If the stock price falls, the option owner
will not exercise
If the stock's market value falls to, say
$40, the call option buyer will not exercise the right to buy
because he or she can buy it cheaper on the market than the
price he or she would get by exercising the option.

If the stock price rises, the option owner
will exercise
If the stock price rises to say $60, then
the option buyer will exercise at $50 and make $8 which is the
difference between the market value and the cost of the option
and the underlying stock.

The more the stock price rises the higher
the profit. Therefore, the call option limits the downside
while allowing the investor to benefit from most of the upside.
This is the most basic use of options and options trading.
Options is also used in hedging to limit the downside.

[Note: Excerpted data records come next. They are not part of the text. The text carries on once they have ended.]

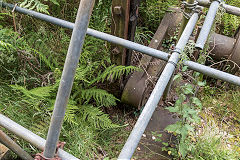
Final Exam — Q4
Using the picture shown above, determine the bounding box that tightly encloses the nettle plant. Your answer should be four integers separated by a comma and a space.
165, 67, 205, 158
158, 42, 206, 158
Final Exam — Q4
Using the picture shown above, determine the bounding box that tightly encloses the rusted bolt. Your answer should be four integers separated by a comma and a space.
113, 6, 122, 15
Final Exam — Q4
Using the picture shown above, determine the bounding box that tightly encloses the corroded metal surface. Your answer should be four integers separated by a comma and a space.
209, 33, 236, 60
122, 8, 182, 109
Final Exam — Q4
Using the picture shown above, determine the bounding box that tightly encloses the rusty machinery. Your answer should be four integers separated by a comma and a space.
0, 0, 240, 160
121, 1, 240, 109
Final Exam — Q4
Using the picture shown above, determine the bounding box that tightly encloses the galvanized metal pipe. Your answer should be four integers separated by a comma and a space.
43, 0, 95, 158
197, 0, 240, 16
0, 114, 79, 160
118, 13, 198, 160
195, 0, 220, 49
3, 0, 240, 86
0, 130, 33, 160
0, 2, 169, 61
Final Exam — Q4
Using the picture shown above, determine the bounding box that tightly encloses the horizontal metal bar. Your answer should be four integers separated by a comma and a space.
118, 13, 198, 160
0, 130, 33, 160
197, 0, 240, 16
3, 2, 240, 86
2, 2, 240, 86
195, 0, 220, 49
0, 114, 79, 160
2, 2, 169, 61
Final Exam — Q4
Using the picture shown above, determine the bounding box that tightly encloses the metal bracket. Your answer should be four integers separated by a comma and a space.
34, 142, 66, 160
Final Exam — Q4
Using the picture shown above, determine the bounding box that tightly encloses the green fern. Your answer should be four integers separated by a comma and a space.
20, 0, 59, 14
80, 105, 120, 129
90, 65, 140, 84
81, 88, 119, 107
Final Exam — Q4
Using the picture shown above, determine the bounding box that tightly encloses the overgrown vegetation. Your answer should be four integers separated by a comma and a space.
0, 0, 240, 160
0, 0, 137, 159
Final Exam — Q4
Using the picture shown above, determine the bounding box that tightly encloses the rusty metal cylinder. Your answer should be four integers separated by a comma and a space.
209, 33, 236, 61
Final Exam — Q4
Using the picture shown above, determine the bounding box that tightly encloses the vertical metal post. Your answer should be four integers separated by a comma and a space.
111, 0, 130, 65
163, 0, 197, 100
118, 13, 199, 160
178, 0, 195, 39
195, 0, 221, 49
43, 0, 95, 158
0, 130, 33, 160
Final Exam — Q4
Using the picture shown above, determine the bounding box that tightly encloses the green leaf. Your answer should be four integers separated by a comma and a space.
162, 142, 168, 147
182, 66, 188, 72
183, 84, 194, 94
166, 106, 179, 113
197, 81, 206, 87
179, 141, 188, 158
173, 73, 182, 81
164, 122, 182, 133
192, 97, 202, 109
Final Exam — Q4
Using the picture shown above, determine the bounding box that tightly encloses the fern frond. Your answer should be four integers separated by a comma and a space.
80, 105, 120, 129
90, 65, 140, 84
11, 85, 53, 99
81, 88, 119, 107
20, 0, 49, 14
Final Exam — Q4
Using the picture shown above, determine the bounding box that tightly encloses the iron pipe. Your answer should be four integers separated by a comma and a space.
197, 0, 240, 16
0, 130, 33, 160
118, 13, 199, 160
0, 114, 79, 160
2, 2, 169, 61
2, 0, 240, 86
195, 0, 220, 49
43, 0, 95, 158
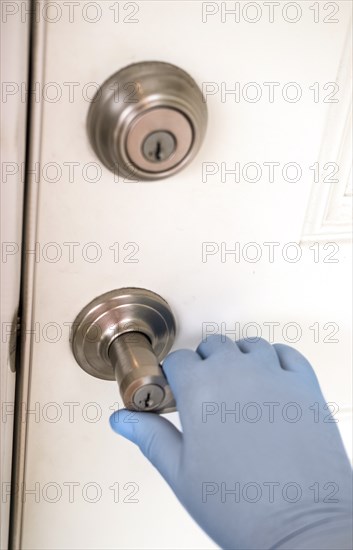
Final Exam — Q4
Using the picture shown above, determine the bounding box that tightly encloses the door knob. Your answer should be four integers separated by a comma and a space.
87, 61, 207, 180
71, 288, 176, 413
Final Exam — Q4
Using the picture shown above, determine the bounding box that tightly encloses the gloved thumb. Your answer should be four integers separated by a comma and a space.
109, 409, 182, 487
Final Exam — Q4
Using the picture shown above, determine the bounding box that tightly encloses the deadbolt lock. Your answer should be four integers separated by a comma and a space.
71, 288, 175, 413
87, 61, 207, 181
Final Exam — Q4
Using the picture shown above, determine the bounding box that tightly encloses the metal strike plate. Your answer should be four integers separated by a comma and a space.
87, 61, 207, 181
71, 288, 176, 413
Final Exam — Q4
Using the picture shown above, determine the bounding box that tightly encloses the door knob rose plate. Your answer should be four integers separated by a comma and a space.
87, 61, 207, 180
71, 288, 176, 412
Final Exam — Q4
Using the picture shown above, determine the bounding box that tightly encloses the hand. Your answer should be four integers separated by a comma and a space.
111, 336, 352, 550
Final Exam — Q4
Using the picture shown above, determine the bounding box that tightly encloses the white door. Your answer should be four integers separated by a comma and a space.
6, 0, 351, 549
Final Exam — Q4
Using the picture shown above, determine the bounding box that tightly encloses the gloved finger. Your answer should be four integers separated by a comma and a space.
162, 349, 202, 405
273, 344, 317, 381
236, 338, 281, 369
196, 334, 239, 359
109, 409, 182, 487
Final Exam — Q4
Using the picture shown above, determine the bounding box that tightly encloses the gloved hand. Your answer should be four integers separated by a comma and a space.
110, 336, 352, 550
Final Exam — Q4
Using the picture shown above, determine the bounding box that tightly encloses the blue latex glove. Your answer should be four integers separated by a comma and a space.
111, 336, 352, 550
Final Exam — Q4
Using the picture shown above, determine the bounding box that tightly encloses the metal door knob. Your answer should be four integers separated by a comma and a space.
72, 288, 175, 413
87, 61, 207, 180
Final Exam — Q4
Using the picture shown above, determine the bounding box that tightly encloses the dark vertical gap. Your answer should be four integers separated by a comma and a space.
8, 0, 35, 550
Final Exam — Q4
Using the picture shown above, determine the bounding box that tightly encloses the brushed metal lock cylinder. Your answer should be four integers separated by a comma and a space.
72, 288, 176, 413
87, 61, 207, 180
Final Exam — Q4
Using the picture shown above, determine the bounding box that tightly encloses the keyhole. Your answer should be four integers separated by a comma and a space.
145, 393, 151, 409
155, 141, 162, 160
142, 130, 176, 162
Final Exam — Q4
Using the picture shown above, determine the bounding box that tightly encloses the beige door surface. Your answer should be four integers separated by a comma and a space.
7, 0, 351, 550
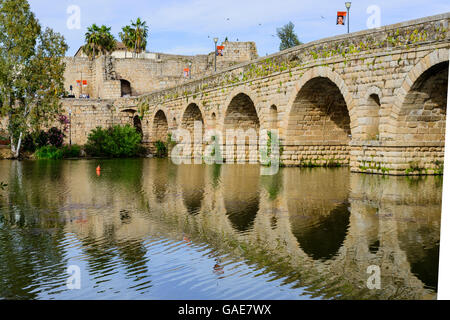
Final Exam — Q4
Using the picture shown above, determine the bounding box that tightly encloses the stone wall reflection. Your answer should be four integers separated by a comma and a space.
0, 159, 442, 299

For the holder of a put option, a similar
case can be illustrated. If the stock rises, then the owner of
the put option will not want to exercise his put option (the
right to sell) because it is better to sell on the market.
However, if the stock price falls below $50, the put option
allows him or her to sell the stock at the $50 price. If the
stock price falls to $2, he or she can still sell at $50. For a
relatively low initial cost, the investor can limit his or her
downside and still reap the benefits of the upsides.